Since I work on a language professionally, I think about this all the time.
As someone who loves a wide diversity of actively evolving programming languages, it makes me sad to think those days of innovation may be ending. But I hope that's not going to happen.
It has always been the case that anyone designing a new language or adding features to an existing one is acutely mindful of what programming language knowledge is already in the heads of their users. The reason so many languages, say, use `;` for statement terminators is not because that syntax is particularly beautiful. It's just familiar.
At the same time, designers assume that giving users a better way to express something may be worth the cost of asking them to learn and adapt to the new way.
In theory, that should be true of LLMs as well. Yes, a new language feature may be hard to get the LLM to auto-complete. But if human users find that feature makes their code easier to read and maintain, they still want to use it. They will, and eventually it will percolate out into the ecosystem to get picked up the next time the LLMs are trained, in the same way that human users learn new language features by stumbling onto it in code in the wild.

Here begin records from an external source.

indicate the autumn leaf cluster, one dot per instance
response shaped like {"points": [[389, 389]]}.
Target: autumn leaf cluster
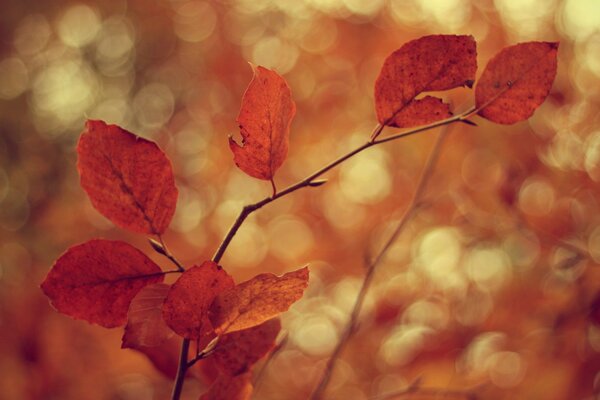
{"points": [[131, 182]]}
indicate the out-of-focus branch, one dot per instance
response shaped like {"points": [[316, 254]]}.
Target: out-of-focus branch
{"points": [[415, 389], [351, 326]]}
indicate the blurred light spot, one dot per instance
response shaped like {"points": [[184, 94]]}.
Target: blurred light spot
{"points": [[15, 261], [116, 40], [567, 265], [403, 344], [14, 78], [474, 307], [64, 91], [366, 179], [565, 151], [194, 21], [589, 56], [190, 210], [289, 237], [536, 197], [579, 18], [489, 268], [523, 251], [345, 293], [475, 356], [482, 170], [450, 14], [153, 106], [114, 110], [14, 210], [594, 244], [32, 34], [339, 212], [274, 53], [426, 313], [314, 334], [505, 368], [249, 246], [438, 253], [364, 8], [78, 26], [527, 18], [592, 156], [321, 37], [303, 84]]}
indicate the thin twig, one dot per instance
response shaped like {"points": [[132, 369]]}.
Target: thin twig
{"points": [[352, 322], [167, 253], [306, 182]]}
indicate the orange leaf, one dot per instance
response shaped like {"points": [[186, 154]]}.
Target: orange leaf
{"points": [[257, 300], [185, 308], [145, 325], [128, 179], [95, 281], [265, 116], [230, 388], [436, 62], [238, 351], [516, 81]]}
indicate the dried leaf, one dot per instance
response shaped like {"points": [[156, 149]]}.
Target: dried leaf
{"points": [[97, 280], [185, 308], [257, 300], [128, 179], [230, 388], [265, 116], [238, 351], [516, 81], [436, 62], [145, 325]]}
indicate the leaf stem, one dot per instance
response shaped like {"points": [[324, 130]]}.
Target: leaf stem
{"points": [[352, 324], [169, 255], [181, 370], [306, 182]]}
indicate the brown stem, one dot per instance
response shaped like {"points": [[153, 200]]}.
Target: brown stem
{"points": [[167, 253], [353, 321], [308, 181]]}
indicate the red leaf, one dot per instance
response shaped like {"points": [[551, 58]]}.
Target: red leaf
{"points": [[97, 280], [238, 351], [185, 308], [257, 300], [145, 324], [128, 179], [265, 116], [516, 81], [436, 62], [164, 357], [230, 388]]}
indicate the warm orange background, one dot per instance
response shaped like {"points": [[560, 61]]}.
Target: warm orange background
{"points": [[492, 283]]}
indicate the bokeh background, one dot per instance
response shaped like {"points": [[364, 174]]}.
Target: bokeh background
{"points": [[494, 283]]}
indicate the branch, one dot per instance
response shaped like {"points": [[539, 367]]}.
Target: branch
{"points": [[161, 248], [352, 323], [306, 182]]}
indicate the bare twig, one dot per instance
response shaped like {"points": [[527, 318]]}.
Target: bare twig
{"points": [[306, 182], [161, 248], [352, 322]]}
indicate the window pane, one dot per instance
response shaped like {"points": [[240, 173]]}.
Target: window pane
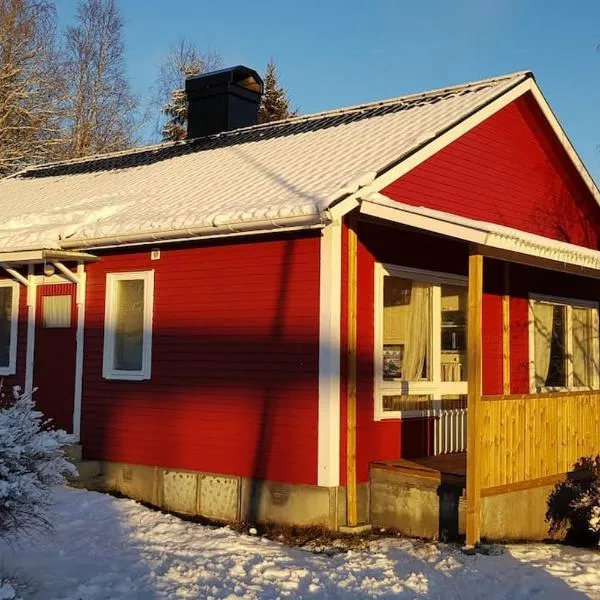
{"points": [[406, 325], [129, 324], [583, 334], [56, 311], [5, 325], [549, 345], [407, 402], [454, 333]]}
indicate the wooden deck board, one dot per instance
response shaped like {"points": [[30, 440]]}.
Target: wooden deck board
{"points": [[445, 467]]}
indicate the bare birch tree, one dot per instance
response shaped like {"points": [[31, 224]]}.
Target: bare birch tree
{"points": [[31, 84], [183, 60], [102, 110]]}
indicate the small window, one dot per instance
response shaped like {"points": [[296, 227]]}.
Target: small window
{"points": [[56, 312], [9, 307], [128, 326], [406, 325], [565, 345]]}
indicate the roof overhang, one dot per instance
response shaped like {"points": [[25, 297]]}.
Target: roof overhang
{"points": [[345, 200], [32, 257], [495, 241]]}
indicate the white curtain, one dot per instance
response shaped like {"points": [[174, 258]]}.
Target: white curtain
{"points": [[129, 334], [582, 347], [417, 332], [57, 311], [543, 316]]}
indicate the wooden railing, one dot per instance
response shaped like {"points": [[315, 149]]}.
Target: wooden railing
{"points": [[522, 438]]}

So I'd like to believe that we'll continue to be able to push languages forward even in a world where a large fraction of code is written by machines. I also hope that LLM training cost goes down and frequency goes up, so that the lag behind what's out there in the world and what the LLMs know gets smaller over time.
But it's definitely possible that instead of that, we'll get a feedback loop where human users don't know a language feature even exists because the LLMs never generate code using it, and the LLMs never learn the feature exists because humans aren't writing it.
I have this same fear about, well, basically everything with LLMs: an endless feedback loop where humans get their "information" from LLMs and churn out content which the LLMs train on and the whole world wanders off into a hallucinatory bubble no longer grounded in reality. I don't know how to get people and/or the LLMs to touch grass to avoid that.
I do hope I get to work on making languages great for humans first, and for LLMs second. I'm way more excited to go to work making something that actual living breathing people use than as input data for a giant soulless matrix of floats.